Our SingleLock class defines a single lock for the entire data structure using a ReentrantLock:
public class SingleLock extends ConcurrentAccessExperiment {
ReentrantLock lock;
public SingleLock() {
lock = new ReentrantLock();
}
protected Supplier<?> putSupplier(Map<String,String> map, int key) {
return (()-> {
lock.lock();
try {
return map.put("key" + key, "value" + key);
} finally {
lock.unlock();
}
});
}
protected Supplier<?> getSupplier(Map<String,String> map, int key) {
return (()-> {
lock.lock();
try {
return map.get("key" + key);
} finally {
lock.unlock();
}
});
}
}
4.4. Concurrent Access with Striped
Then, the StripedLock class defines a striped lock for each bucket:
public class StripedLock extends ConcurrentAccessExperiment {
Striped lock;
public StripedLock(int buckets) {
lock = Striped.lock(buckets);
}
protected Supplier<?> putSupplier(Map<String,String> map, int key) {
return (()-> {
int bucket = key % stripedLock.size();
Lock lock = stripedLock.get(bucket);
lock.lock();
try {
return map.put("key" + key, "value" + key);
} finally {
lock.unlock();
}
});
}
protected Supplier<?> getSupplier(Map<String,String> map, int key) {
return (()-> {
int bucket = key % stripedLock.size();
Lock lock = stripedLock.get(bucket);
lock.lock();
try {
return map.get("key" + key);
} finally {
lock.unlock();
}
});
}
}
So, which strategy performs better?
5. Results
Let’s use JMH (the Java Microbenchmark Harness) to find out. The benchmarks can be found through the source code link at the end of the tutorial.

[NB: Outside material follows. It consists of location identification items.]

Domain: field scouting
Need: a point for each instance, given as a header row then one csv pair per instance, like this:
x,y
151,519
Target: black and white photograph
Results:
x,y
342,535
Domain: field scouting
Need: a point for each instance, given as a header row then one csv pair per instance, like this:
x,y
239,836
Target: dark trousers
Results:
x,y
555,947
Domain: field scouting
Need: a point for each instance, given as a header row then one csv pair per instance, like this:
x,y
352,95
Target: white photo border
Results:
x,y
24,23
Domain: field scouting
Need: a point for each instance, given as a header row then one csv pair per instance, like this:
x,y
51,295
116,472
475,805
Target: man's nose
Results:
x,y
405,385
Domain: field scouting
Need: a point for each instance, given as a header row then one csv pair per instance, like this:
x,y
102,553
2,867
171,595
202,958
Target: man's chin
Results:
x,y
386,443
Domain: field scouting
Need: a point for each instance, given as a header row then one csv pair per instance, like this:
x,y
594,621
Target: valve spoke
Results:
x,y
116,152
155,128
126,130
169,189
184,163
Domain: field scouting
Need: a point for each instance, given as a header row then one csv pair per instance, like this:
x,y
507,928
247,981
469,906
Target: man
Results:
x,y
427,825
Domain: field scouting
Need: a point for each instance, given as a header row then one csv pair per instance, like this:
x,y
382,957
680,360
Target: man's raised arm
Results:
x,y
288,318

Running our benchmark, we’re able to see something similar to the following (note that higher throughput is better):
Benchmark Mode Cnt Score Error Units
ConcurrentAccessBenchmark.singleLockConcurrentHashMap thrpt 10 0,059 ± 0,006 ops/ms
ConcurrentAccessBenchmark.singleLockHashMap thrpt 10 0,061 ± 0,005 ops/ms
ConcurrentAccessBenchmark.stripedLockConcurrentHashMap thrpt 10 0,065 ± 0,009 ops/ms
ConcurrentAccessBenchmark.stripedLockHashMap thrpt 10 0,068 ± 0,008 ops/ms
6. Conclusions
In this tutorial, we explored different ways of how we can achieve better performance using Lock Striping in Map-like structures. We created a benchmark to compare the results with several implementations.
From our benchmark results, we can understand how different concurrent strategies could significantly affect the overall process. Striped Lock pattern grants quite an improvement as it scores ~10% extra with both HashMap and ConcurrentHashMap.
As usual, the source code for this tutorial is available over on GitHub.